I made some progress by moving that transformer to the fist place in the pre-processing chain. The following one was before and seemed to cause this issue:

<!-- Simple UTF-8 detector: checking, if the page contains UTF-8 encoded umlauts -->
<tagger class="$CountMatchesTagger">
      <countMatches toField="uml_utf8_count" regex="true">[\u00E4\u00C4\u00F6\u00D6\u00FC\u00DC\u00DF]</countMatches>
</tagger>

Now I'm getting the expected results, but NOT everytime. Sometimes the following exception occurs:

Exception in thread "StreamConsumer-STDOUT" java.lang.NullPointerException
        at com.norconex.commons.lang.io.CachedStreamFactory$MemoryTracker.hasEnoughAvailableMemory(CachedStreamFactory.java:151)
        at com.norconex.commons.lang.io.CachedOutputStream.write(CachedOutputStream.java:145)
        at java.io.OutputStream.write(OutputStream.java:75)
        at com.norconex.importer.handler.transformer.impl.ExternalTransformer.writeLine(ExternalTransformer.java:706)
        at com.norconex.importer.handler.transformer.impl.ExternalTransformer.access$000(ExternalTransformer.java:299)
        at com.norconex.importer.handler.transformer.impl.ExternalTransformer$1.lineStreamed(ExternalTransformer.java:671)
        at com.norconex.commons.lang.io.InputStreamLineListener.flushBuffer(InputStreamLineListener.java:117)
        at com.norconex.commons.lang.io.InputStreamLineListener.streamed(InputStreamLineListener.java:93)
        at com.norconex.commons.lang.io.InputStreamConsumer.fireStreamed(InputStreamConsumer.java:150)
        at com.norconex.commons.lang.io.InputStreamConsumer.run(InputStreamConsumer.java:98)
jetnet commented 5 years ago

could it be a race condition issue? when some processor or transformer have read the buffer, then it'd not be available to the next ones?

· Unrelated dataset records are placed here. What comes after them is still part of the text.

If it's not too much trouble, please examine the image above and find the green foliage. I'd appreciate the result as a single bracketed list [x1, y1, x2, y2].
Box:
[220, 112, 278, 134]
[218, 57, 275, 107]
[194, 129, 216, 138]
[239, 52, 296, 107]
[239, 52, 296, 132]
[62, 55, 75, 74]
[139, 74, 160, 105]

jetnet commented 5 years ago

one more update - I guess I got it working finally. The solution was to save the $INPUT at the beginning of the script and provide it back as $OUTPUT. So, looks like, the ExternalTransformer consumes the input buffer and no content is available for further processors.

essiembre commented 5 years ago

I am glad you have it working, but I am not sure what you mean by:

So, looks like, the ExternalTransformer consumes the input buffer and no content is available for further processors.

Can you share your config snippet illustrating what you did and/or explain further?

jetnet commented 5 years ago

The current configuration is quite large. I'll try to reproduce the issue with the transformer config from above only.